In order to use the Redshift bulk loading feature, you need to have the AWS keys properly setup. In my case, the AWS keys were defined in my user profile, under a .aws sub-directory. SAS gets them automatically and I had only to specify the target AWS S3 bucket to store the temporary files in, using the BL_BUCKET option. You might have to use additional bulk loading options to set your AWS profile or config file or AWS keys directly in the program (though not recommended). For more information, check the documentation.

Recap

So, from the default behavior to the bulk load test, I was able to reduce the run time by 99.4%.

The environment used

The numbers observed were measured in a particularly favorable environment for that scenario since SAS Viya (and SPRE) was deployed on AWS EC2 machines residing in the same AWS region as the Redshift single-node cluster. Thus, the bandwidth between SAS, S3 and Redshift was very high.

This is probably not the use case I mentioned earlier when I was talking about potential customers moving/migrating their data from on-premises to the cloud. However, it shows how efficient SAS can be with Redshift data when SAS is deployed in AWS, which is a scenario that will become very common, if it’s not already the case today.

Notice that the Redshift bulk loading principle (using S3 as a staging area between SAS and Redshift) applies to many data loading/unloading situations using SAS, even if in this blog I focused only on loading data from SAS to Redshift using a SAS engine:

SAS can also “bulk unload” Redshift data to accelerate data reading in SAS
CAS can also “bulk load” Redshift data (in CAS language it’s a SAVE CASDATA) and will be able (in Viya 3.5) to “bulk unload” Redshift data (in CAS language it’s a LOAD CASDATA)

Additional considerations

To simulate moving data from on-premises to the cloud, I took an extreme case.
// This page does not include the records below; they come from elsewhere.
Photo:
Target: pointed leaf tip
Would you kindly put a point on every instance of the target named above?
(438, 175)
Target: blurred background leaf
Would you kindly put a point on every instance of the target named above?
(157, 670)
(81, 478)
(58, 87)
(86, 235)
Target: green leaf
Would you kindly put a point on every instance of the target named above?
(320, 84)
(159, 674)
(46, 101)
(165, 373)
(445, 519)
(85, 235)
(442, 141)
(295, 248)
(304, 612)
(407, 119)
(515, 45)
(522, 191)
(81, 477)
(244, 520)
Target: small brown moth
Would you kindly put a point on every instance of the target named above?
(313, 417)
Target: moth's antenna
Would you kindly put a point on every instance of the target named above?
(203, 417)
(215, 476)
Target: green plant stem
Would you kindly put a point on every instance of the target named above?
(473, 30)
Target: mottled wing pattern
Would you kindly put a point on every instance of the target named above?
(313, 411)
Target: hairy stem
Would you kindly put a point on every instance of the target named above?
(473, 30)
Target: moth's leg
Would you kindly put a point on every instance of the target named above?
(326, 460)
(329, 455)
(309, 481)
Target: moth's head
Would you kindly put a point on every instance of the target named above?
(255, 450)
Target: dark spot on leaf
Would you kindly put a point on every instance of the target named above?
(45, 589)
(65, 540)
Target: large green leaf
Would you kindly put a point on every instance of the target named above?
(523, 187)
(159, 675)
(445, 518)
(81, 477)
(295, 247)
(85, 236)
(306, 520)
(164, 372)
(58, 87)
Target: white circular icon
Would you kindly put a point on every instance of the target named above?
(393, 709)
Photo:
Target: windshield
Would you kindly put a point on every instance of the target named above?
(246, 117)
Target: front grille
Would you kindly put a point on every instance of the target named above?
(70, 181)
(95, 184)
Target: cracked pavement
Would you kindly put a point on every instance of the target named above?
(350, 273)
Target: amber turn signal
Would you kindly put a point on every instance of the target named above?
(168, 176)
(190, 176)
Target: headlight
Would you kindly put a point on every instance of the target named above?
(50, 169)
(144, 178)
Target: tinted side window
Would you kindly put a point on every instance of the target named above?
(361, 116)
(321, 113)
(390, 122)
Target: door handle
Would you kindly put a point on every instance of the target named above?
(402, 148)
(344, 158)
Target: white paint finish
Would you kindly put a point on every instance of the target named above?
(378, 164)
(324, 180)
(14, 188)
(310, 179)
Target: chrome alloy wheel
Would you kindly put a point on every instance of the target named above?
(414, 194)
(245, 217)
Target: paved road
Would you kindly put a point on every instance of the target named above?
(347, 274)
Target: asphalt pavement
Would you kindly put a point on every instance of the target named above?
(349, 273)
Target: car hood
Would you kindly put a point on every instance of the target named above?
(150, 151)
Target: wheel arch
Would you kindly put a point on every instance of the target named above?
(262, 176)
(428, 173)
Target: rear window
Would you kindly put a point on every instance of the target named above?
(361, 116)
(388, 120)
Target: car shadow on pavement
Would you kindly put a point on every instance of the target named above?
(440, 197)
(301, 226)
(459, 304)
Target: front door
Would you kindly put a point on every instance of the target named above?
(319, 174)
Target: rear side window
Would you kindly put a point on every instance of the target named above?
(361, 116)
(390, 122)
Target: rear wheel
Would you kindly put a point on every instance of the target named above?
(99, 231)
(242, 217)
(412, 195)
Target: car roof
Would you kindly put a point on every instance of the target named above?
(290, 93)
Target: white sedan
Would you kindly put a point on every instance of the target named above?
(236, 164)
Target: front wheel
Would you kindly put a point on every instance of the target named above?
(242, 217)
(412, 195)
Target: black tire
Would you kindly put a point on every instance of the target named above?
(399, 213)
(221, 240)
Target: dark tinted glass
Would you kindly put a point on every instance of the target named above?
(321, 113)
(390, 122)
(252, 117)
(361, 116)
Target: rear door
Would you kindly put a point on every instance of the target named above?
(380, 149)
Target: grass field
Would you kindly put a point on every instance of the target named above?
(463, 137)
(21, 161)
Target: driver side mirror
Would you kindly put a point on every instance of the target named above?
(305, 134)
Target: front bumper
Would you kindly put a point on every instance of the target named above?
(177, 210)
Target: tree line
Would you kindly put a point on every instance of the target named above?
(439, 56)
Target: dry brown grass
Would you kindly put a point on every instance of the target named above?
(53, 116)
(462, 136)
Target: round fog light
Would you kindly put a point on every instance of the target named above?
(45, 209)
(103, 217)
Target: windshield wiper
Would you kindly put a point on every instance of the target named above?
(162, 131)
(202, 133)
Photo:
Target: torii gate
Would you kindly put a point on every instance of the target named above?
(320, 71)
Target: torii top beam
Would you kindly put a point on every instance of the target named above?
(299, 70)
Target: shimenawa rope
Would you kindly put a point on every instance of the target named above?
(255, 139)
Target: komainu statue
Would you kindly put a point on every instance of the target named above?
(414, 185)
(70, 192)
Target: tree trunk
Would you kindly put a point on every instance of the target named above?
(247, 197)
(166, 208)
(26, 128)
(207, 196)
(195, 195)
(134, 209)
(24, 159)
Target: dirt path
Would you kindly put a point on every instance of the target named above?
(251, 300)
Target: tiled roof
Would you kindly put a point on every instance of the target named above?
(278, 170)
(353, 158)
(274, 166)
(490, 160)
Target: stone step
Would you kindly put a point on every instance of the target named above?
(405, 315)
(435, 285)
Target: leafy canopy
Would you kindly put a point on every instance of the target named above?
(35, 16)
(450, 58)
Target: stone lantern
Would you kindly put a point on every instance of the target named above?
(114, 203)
Loading SAS data from my SAS installation on my laptop located in France (not a very good idea when the Redshift instance is in Northern Virginia) using a poor upload bandwidth. Resulting timings are not as awesome as previously (SAS deployed in AWS) but you get an idea of the performance of the different options.

admin image 4.jpg

In this context, an additional option could be very useful when the bandwidth is limited. BL_COMPRESS compresses the data files using the gzip format on the SAS engine machine before moving them to AWS S3. This is more CPU intensive on the SAS machine. In this case, this improved the bulk loading by around 2.5 times. And it is 5 times faster than the default loading option.

Thanks for reading.

ChrisNZ · ‎12-03-2019

Nice benchmark Nicolas! I'll point to it in the next edition of my book. Benchmarked comparisons are the best; Without figures to back them, performance discussions are just fluff. 🙂

BarryParish2 · ‎05-04-2021

Are all of the examples done with SAS/ACCESS for Redshift installed, or can the be done with SAS/ACCESS for ODBC? Used the first two methods successfully with smaller amounts of data with SAS/ACCESS for ODBC, but not the Bulk Load.

NicolasRobert · ‎05-10-2021

Thanks for your message @BarryParish2 .

No there won't be the same capabilities between SAS/ACCESS to Redshift and SAS/ACCESS to ODBC. Although there seems to be a BULKLOAD option in SAS/ACCESS to ODBC, it is not equivalent to the SAS/ACCESS to Redshift bulkload option which relies on S3.